Attention should also be paid to the upcoming judgement of the ECJ in the Case C-203/12 where Advocate General Paolo Mengozzi already delivered his opinion on the 16th of May 2013 stating that fines for non-delivery of carbon credits should be proportionate. An ECJ decision following this opinion could undermine the sanctioning regime linked to the ETS system as companies might be more attracted to paying 'proportionate' fines than buying allowances on the market.
Overcoming crisis and restoring confidence
The above described problems risk undermining the aims of the system. If not properly addressed, imbalances are expected to affect the ability of the EU ETS to meet more demanding emission reduction targets in future.
These concerns made the European Commission take initiatives in a twofold way.
Initiative 1: Back-loading
The Commission first sought for solutions within the short term and proposed an amendment to the ETS Directive in June 2012 in order to postpone (or back-load) the auctioning of 900 million emission allowances from the years 2013-2015 to 2019-2020. This measure aims to rebalance supply and demand and to reduce price volatility.
This initiative has not been happily welcomed by parts of the industry. Lobbying organizations developed arguments on the fact that high energy prices will undermine the EU's efforts to promote growth, jobs and competitiveness. Furthermore it was argued that European industry is already under pressure of the shale gas and oil revolution in the United States. Other groups lobbied for a "yes to back loading" from the MEP's, and argued that it was crucial to withhold the carbon credits from the next round of the cap and trade system.
As a result of the plenary vote of the European Parliament on 16 April 2013, the proposal was rejected. With 334 votes against 315 and with more than 60 abstentions, the Commissions' proposal returned to the parliamentary committee (ENVI) and is forecasted to plenary session for first reading on the 2nd of July 2013. It will be interesting to see at that time which amendments are needed to provide a green light for the back-loading proposal.

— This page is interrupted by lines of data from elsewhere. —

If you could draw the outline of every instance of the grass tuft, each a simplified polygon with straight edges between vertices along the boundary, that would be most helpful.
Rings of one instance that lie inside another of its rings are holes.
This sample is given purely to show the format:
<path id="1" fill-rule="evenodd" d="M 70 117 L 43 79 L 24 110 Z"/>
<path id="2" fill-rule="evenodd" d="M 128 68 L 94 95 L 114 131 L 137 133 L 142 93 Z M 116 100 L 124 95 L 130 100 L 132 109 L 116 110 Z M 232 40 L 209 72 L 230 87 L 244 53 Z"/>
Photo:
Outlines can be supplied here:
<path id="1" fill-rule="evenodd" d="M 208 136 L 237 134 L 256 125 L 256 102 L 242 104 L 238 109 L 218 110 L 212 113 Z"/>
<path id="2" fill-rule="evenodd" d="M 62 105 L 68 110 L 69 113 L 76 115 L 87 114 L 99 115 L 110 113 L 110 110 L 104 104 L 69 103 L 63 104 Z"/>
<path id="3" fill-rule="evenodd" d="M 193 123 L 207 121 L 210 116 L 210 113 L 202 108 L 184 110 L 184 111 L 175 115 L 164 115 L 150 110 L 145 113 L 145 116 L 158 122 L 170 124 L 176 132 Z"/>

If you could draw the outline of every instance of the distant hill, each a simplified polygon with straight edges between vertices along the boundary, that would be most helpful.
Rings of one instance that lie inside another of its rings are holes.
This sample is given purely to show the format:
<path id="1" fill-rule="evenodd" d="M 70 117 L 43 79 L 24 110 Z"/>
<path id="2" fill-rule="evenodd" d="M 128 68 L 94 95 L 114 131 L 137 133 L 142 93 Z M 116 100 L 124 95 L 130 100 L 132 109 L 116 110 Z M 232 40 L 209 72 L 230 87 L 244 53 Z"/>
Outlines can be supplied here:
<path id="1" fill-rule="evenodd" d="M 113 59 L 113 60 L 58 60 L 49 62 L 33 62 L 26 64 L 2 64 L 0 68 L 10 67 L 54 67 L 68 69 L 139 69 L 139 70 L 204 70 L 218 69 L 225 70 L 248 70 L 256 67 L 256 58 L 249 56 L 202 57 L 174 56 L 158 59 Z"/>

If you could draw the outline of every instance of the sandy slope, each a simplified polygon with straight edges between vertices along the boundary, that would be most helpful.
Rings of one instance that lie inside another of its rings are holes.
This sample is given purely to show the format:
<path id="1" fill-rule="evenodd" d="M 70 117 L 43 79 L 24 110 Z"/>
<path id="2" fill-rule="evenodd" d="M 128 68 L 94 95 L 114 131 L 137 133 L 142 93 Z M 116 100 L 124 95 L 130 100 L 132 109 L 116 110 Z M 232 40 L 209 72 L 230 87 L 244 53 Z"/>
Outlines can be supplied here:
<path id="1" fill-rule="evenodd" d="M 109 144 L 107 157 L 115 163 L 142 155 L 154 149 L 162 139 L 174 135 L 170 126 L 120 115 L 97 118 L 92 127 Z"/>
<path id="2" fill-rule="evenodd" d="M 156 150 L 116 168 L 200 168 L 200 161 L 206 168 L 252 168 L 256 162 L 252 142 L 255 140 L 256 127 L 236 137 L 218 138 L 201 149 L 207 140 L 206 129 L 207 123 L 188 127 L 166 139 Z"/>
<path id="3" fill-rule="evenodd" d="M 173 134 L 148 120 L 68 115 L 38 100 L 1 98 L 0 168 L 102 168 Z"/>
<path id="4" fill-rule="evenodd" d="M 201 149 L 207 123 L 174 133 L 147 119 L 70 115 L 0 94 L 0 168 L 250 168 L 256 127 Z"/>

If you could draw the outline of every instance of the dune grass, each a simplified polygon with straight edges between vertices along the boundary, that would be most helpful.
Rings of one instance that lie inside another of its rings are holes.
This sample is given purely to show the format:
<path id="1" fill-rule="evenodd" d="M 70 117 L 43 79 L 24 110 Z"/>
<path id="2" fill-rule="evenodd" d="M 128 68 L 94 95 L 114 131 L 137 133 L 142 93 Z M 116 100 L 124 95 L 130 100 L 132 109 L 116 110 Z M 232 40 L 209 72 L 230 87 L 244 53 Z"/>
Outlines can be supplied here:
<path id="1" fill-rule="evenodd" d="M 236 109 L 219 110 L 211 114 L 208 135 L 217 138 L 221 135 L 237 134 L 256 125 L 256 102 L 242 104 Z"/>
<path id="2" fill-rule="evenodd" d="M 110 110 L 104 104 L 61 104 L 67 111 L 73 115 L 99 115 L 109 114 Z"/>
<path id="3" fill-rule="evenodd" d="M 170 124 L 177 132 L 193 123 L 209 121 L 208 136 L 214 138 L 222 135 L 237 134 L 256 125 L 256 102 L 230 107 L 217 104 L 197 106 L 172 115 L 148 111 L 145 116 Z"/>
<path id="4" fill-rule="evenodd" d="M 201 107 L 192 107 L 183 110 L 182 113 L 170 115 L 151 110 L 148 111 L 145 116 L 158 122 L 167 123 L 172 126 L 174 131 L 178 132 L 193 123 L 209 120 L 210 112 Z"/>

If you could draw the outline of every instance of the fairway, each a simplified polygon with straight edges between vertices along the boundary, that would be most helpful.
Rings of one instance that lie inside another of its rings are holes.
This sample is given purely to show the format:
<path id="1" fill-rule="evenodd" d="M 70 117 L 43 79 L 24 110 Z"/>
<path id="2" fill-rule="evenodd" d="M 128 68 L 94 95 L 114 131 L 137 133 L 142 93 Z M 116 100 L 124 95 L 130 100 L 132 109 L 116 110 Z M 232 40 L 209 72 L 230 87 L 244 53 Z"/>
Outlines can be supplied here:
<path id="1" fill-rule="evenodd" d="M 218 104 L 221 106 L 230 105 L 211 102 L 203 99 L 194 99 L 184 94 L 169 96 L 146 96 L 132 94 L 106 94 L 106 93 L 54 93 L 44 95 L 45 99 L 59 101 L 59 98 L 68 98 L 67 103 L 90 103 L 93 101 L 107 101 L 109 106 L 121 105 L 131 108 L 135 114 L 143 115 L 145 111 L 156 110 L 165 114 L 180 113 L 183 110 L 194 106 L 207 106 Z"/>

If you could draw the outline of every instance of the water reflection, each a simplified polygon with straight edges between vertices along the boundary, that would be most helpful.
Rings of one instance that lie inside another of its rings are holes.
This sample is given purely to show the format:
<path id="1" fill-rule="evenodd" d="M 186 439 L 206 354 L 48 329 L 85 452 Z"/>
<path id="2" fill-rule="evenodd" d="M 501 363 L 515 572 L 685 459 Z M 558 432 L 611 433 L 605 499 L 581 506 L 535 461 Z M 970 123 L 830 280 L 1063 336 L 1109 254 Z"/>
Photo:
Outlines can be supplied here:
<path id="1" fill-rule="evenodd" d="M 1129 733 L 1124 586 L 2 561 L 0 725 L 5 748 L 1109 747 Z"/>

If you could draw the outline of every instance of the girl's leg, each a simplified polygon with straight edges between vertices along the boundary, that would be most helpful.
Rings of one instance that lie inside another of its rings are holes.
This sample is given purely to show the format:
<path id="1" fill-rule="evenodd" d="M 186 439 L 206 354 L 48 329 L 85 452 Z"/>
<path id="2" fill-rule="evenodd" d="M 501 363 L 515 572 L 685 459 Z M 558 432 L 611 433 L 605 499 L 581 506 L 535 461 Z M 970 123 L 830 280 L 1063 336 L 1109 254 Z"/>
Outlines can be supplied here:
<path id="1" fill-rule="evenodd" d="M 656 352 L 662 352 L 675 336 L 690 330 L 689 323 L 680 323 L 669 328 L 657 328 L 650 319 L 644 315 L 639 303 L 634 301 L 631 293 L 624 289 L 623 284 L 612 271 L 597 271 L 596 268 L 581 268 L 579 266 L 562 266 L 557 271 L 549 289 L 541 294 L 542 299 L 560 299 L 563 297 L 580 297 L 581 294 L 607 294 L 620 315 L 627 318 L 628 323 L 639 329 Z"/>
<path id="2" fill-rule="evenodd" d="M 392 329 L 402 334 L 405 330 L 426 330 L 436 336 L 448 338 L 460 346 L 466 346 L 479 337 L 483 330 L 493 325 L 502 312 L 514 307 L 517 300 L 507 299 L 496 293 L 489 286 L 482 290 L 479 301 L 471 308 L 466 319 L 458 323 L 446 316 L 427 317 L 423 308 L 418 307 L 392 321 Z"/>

Initiative 2: Structural reform
In accordance with Article 10(5) and 29 of the EU ETS Directive, the Commission published in November 2012 its first report on the state of the European carbon market. In this Report six possibilities are being explored on how to overcome the challenges of the carbon market:
- Increasing the EU's greenhouse gas emissions reduction target for 2020 from 20% to 30% under 1990 levels;
- Retrieving a certain number of Phase III allowances permanently;
- Revising upwards the 1.74% annual reduction in the number of allowances;
- Bringing more sectors into the EU ETS;
- Limiting access to international credits;
- Introducing discretionary price management mechanisms such as price management reserves.
Together with this report the Commission has launched a formal stakeholder consultation on solutions to the surplus with meetings in March and April 2013.
Both for the proposal of back-loading as for the initiative supporting a structural reform of the EU ETS, things are moving slowly. After the European Councils' Summit on 22-23 of May 2013, Commission President Barroso acknowledged that the pace of implementation has been too slow in both policy fields that have been under discussion (tax and energy, also related to climate policy). Furthermore, according to Europ' Energies (the energy magazine), recent indiscretions of some MEP's arguing in favor of a reduction strategy on short term, led to a new degree of optimism which translated into a noticeable increase of the CO2 price (at the end of May a price of 3,95 Euros/ EUA was reached).
However, industry requires previsibility and stability to develop their strategies, embedded in clear and consistent market regulations. The recent months have not proven to go along this line in the EU ETS. One can hope, both for economic reasons as for climate change combating, that Barroso's voice will be heard in the European Parliament.